Solution: When the warm queue reaches its configured maximum size, new items overflow to the cold queue in PostgreSQL. This provides:

  • Bounded memory usage - Warm queue has a fixed maximum size
  • No data loss - Overflow items persist to disk
  • Automatic recovery - Items warm up automatically when capacity frees

Warm Queue (Valkey)

The warm queue uses Valkey (Redis-compatible) sorted sets for fast, in-memory queuing.

Key Structure

  • Key name: Action class name (e.g., org.deltafi.core.action.MyTransform)
  • Data structure: Sorted set (ZSET)
  • Score: Timestamp (epoch milliseconds) - ensures FIFO ordering
  • Value: JSON-serialized WrappedActionInput

Each action class has its own independent queue. The maximum size is configured per action class, not system wide.

Configuration

PropertyDefaultDescription
inMemoryQueueSize5000Maximum items per action class in warm queue

When any action class queue reaches inMemoryQueueSize, that specific action goes into cold queue mode.

Queue Item Contents

Each queued item (WrappedActionInput) contains:

java
ActionInput {
    ActionContext actionContext {
        UUID did;           // DeltaFile ID
        String flowName;    // Flow definition name
        String actionName;  // Action name within flow
        String dataSource;  // Data source name
        // ... other context
    }
    String queueName;       // Action class name
    // ... parameters, content references
}

Cold Queue (PostgreSQL)

When the warm queue overflows, items are marked with ActionState.COLD_QUEUED and persisted to PostgreSQL.

Storage

Cold queue state is stored in the delta_file_flows table:

ColumnTypeDescription
cold_queuedBOOLEANWhether flow is cold queued
cold_queued_actionTEXTAction class name (for query efficiency)
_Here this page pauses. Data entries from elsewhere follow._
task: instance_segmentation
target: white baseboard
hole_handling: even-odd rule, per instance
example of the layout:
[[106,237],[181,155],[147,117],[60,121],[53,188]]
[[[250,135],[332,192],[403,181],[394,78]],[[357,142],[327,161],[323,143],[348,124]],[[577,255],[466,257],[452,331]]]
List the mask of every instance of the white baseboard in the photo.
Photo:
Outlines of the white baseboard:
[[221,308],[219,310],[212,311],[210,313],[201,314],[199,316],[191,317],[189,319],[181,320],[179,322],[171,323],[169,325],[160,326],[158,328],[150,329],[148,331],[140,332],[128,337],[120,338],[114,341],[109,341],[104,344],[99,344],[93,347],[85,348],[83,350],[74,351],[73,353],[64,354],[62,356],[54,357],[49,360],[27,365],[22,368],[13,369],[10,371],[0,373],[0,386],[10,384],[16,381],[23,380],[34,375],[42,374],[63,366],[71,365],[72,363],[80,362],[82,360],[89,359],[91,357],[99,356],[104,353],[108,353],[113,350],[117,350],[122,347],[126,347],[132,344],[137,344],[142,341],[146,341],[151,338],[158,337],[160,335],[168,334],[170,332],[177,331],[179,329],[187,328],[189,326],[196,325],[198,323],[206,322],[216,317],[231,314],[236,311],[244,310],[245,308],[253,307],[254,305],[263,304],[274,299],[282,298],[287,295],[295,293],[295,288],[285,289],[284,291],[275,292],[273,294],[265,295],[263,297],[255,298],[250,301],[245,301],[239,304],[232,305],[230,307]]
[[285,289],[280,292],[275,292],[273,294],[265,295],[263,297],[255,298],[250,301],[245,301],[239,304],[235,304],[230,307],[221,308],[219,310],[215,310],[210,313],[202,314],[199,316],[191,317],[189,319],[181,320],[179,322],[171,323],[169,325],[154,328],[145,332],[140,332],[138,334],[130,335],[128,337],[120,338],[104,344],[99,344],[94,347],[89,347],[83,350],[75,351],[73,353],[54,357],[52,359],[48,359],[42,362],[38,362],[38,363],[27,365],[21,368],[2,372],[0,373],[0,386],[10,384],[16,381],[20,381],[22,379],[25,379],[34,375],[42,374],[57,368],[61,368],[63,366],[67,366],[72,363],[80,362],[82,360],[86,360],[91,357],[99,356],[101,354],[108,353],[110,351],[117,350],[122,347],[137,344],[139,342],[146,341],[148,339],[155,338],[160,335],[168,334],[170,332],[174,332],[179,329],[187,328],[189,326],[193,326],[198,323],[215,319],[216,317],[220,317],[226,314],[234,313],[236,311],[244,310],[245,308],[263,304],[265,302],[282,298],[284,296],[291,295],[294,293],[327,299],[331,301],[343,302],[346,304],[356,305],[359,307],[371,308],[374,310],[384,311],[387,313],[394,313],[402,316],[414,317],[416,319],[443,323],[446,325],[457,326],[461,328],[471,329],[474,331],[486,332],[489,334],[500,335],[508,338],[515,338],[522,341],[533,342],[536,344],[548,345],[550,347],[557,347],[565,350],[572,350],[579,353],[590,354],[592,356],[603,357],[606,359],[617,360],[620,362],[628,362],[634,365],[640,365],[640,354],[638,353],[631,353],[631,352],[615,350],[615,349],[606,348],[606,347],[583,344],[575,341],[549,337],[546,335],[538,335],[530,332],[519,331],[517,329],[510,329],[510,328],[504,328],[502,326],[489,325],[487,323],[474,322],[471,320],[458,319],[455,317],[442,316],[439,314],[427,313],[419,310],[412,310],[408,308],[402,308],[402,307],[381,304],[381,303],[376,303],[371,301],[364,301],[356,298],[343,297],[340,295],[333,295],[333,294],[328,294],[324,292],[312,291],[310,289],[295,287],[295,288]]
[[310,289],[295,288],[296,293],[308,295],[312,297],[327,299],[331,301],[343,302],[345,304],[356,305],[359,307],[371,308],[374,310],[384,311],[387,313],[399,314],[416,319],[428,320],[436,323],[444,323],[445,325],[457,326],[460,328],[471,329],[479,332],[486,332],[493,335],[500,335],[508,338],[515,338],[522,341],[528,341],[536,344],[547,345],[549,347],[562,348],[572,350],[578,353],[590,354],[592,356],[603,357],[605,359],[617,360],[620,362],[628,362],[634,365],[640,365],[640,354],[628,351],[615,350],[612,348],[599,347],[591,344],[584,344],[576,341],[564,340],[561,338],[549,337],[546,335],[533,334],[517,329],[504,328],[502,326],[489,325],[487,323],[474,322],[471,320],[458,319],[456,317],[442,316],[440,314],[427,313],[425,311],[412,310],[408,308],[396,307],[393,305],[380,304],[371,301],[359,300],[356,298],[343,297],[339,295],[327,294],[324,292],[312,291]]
The actual DeltaFile and flow data is already in PostgreSQL; the cold queue columns simply mark which items are waiting for warm queue space.

Indexes

sql
-- Efficient lookup of cold queued items by action class
CREATE INDEX idx_delta_file_flows_cold_queued
ON delta_file_flows (cold_queued_action, delta_file_id)
WHERE state = 'IN_FLIGHT' AND cold_queued_action IS NOT NULL;

State Transitions

Warm to Cold (Overflow)

Triggered in StateMachine.queueState() when:

  1. New action needs to be queued
  2. QueueManagementService.coldQueue(queueName, pendingCount) returns true
  3. Condition: currentQueueSize + pendingCount >= inMemoryQueueSize

The action state is set to COLD_QUEUED instead of QUEUED, and when the DeltaFile is saved, cold_queued_action is populated.

Cold to Warm (Recovery)

Triggered by QueueManagementService.coldToWarm() every 5 seconds:

  1. Get list of action classes with cold queued items
  2. For each action class:
    • Check warm queue size
    • If size < 90% of max, fetch oldest cold items
    • Call DeltaFilesService.requeueColdQueueActions()
    • Items move from cold queue to warm queue

Thrash Prevention

To prevent rapid cycling between warm and cold states, the system uses hysteresis:

  • Go cold: When warm queue reaches 100% of inMemoryQueueSize
  • Stay cold: Until warm queue drops to 80% AND all cold items are drained
  • Warm up: Only when there's headroom (queue < 90% capacity)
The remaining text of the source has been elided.